A Russian Orthodox Christian priest plans to run for mayor, in the first such bid in an election since the church relaxed a ban on clergy entering politics, newspapers said on Wednesday.

Priest Anton Butin registered this week as an independent candidate in Nerekhta, a town of 30,000 people 300 kilometers southeast of Moscow.

After the fall of the Soviet Union, the church banned clergy from state jobs in what experts say was a bid to wield greater control over independent-minded clergy.

Last week it declared they could enter politics in "exceptional cases," where the church encounters hostility from other faiths and factions, but did not elaborate.

It was unclear whether Butin falls into that category. His superior, the archpriest of Kostroma, warned the move could cost him his robes, Nezavisimaya Gazeta newspaper reported.

"It's unclear whether they will elect me.

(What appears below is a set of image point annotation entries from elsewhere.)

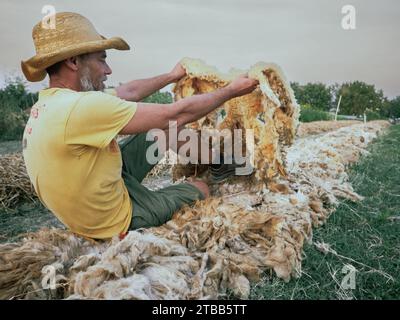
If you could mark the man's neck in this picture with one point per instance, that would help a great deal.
(60, 83)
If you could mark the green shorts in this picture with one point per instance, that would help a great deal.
(150, 208)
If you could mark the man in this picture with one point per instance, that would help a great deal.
(92, 184)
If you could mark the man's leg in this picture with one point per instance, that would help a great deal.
(153, 208)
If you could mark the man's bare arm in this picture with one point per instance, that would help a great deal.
(136, 90)
(150, 116)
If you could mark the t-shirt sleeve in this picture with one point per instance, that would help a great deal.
(97, 118)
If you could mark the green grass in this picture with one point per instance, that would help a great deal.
(25, 217)
(364, 234)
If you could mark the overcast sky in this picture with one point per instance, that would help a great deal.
(305, 37)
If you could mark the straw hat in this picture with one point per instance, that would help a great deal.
(73, 35)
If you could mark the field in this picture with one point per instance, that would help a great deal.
(360, 240)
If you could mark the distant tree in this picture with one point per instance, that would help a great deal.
(359, 97)
(317, 95)
(15, 93)
(393, 108)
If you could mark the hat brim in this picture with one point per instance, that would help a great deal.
(34, 68)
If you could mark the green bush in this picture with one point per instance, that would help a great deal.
(15, 101)
(159, 97)
(309, 114)
(372, 115)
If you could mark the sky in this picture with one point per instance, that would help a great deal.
(304, 37)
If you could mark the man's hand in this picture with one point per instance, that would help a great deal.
(177, 72)
(242, 85)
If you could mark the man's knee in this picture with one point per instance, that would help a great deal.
(202, 186)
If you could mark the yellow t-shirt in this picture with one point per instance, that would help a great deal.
(74, 161)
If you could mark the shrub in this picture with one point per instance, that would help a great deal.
(15, 100)
(309, 114)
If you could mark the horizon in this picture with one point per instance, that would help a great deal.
(306, 39)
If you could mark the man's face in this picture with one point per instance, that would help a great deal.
(93, 71)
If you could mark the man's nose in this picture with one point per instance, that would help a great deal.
(108, 70)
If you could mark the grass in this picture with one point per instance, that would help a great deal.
(26, 217)
(365, 235)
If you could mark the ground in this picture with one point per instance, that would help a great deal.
(364, 235)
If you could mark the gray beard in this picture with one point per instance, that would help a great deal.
(86, 82)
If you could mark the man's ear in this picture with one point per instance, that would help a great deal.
(72, 63)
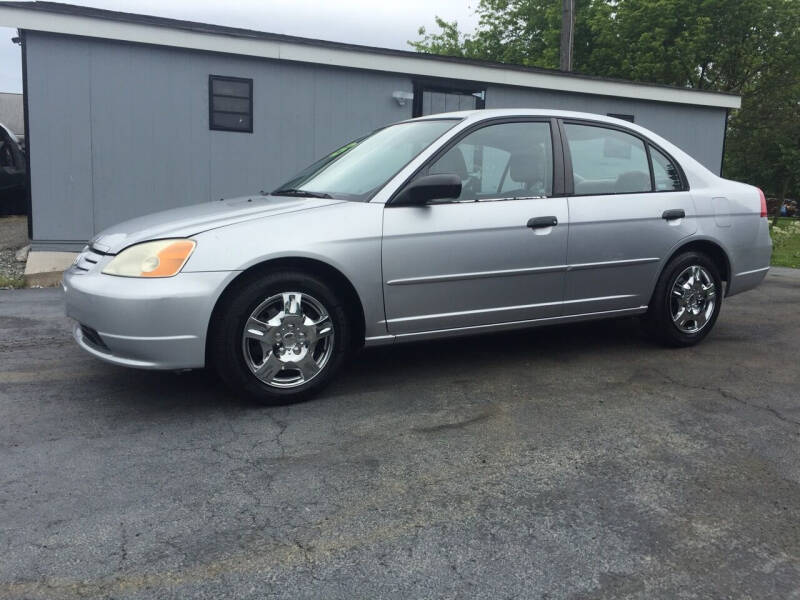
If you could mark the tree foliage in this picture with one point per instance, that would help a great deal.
(749, 47)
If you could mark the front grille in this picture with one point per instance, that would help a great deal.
(93, 338)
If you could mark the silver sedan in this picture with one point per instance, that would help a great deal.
(452, 224)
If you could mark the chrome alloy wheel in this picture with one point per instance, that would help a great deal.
(693, 299)
(288, 339)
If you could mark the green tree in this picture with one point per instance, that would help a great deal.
(750, 47)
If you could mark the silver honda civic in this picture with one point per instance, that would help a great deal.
(452, 224)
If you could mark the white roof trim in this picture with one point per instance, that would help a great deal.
(422, 65)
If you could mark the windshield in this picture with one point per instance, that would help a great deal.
(359, 169)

When I concretely go to work as mayor, then I will certainly seek [the church's] blessing," Butin said.

A local elections commission spokeswoman confirmed that Butin was on the ballot for the March 13 vote in the Kostroma region, set to run against five other candidates.

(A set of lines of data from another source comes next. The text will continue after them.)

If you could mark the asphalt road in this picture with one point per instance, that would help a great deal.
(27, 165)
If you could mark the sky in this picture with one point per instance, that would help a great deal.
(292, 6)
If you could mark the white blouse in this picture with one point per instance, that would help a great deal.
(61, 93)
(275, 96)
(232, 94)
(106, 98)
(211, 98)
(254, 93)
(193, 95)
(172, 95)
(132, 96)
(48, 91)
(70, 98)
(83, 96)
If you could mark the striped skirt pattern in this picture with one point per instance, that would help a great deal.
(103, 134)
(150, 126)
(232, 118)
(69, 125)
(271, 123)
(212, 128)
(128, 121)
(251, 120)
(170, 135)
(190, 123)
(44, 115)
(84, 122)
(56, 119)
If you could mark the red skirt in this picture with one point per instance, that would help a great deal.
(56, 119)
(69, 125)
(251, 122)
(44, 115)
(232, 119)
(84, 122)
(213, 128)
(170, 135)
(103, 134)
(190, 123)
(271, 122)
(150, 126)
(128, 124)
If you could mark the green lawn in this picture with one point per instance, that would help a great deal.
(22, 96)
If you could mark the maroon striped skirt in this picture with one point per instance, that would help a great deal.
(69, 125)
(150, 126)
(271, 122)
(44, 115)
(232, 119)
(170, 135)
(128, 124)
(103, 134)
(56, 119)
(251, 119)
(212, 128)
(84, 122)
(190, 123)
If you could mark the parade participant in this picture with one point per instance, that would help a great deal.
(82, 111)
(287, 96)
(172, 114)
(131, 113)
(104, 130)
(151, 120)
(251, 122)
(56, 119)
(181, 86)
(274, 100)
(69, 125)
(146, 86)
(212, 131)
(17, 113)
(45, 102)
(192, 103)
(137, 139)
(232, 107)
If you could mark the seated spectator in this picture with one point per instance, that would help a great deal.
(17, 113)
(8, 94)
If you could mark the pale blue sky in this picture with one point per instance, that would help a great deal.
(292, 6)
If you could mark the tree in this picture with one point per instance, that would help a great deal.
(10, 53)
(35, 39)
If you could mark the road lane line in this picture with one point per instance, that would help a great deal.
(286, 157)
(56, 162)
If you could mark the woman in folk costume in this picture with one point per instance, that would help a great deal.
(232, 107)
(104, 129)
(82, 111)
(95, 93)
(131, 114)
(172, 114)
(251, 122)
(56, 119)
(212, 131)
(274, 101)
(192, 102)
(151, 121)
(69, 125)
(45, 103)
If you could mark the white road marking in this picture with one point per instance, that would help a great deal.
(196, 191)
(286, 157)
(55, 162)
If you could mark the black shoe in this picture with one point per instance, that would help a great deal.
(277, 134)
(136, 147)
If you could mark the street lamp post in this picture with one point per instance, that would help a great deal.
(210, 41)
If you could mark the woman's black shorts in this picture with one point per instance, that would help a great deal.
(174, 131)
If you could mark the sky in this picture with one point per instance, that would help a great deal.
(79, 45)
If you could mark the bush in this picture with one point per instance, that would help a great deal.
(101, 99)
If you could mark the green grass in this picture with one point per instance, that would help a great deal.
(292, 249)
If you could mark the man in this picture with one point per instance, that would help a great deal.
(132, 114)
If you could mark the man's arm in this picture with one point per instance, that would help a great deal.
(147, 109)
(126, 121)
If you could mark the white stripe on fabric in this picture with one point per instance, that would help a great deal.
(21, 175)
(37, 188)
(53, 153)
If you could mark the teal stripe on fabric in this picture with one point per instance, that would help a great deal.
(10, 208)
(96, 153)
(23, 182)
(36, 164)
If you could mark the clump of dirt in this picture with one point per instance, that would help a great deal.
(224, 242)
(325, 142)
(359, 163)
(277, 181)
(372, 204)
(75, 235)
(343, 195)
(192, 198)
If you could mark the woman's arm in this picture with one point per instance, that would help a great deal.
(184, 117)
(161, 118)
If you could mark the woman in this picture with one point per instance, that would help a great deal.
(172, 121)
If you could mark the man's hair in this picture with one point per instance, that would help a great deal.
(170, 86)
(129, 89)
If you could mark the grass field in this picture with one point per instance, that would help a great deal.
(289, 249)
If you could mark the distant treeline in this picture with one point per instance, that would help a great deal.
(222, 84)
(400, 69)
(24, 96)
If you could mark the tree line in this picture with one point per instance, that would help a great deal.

"I called the head of the elections commission and asked whether I had the right," Butin, who became a priest in 1985, told Nezavisimaya Gazeta.

"Then I put my trust in God. … Within three days we gathered the 453 signatures required to register," daily Noviye Izvestia quoted him as saying.

The Constitution officially separates church from state but electoral law does not specifically ban clergy from state office, saying any citizens may stand.

President Dmitry Medvedev last week backed the Orthodox Church's decision to lift the ban, calling it "the largest and the most respected social institution in modern Russia".

But rights campaigners say its power is encroaching on the separation of religion and state, while Muslim and other minorities say they feel excluded.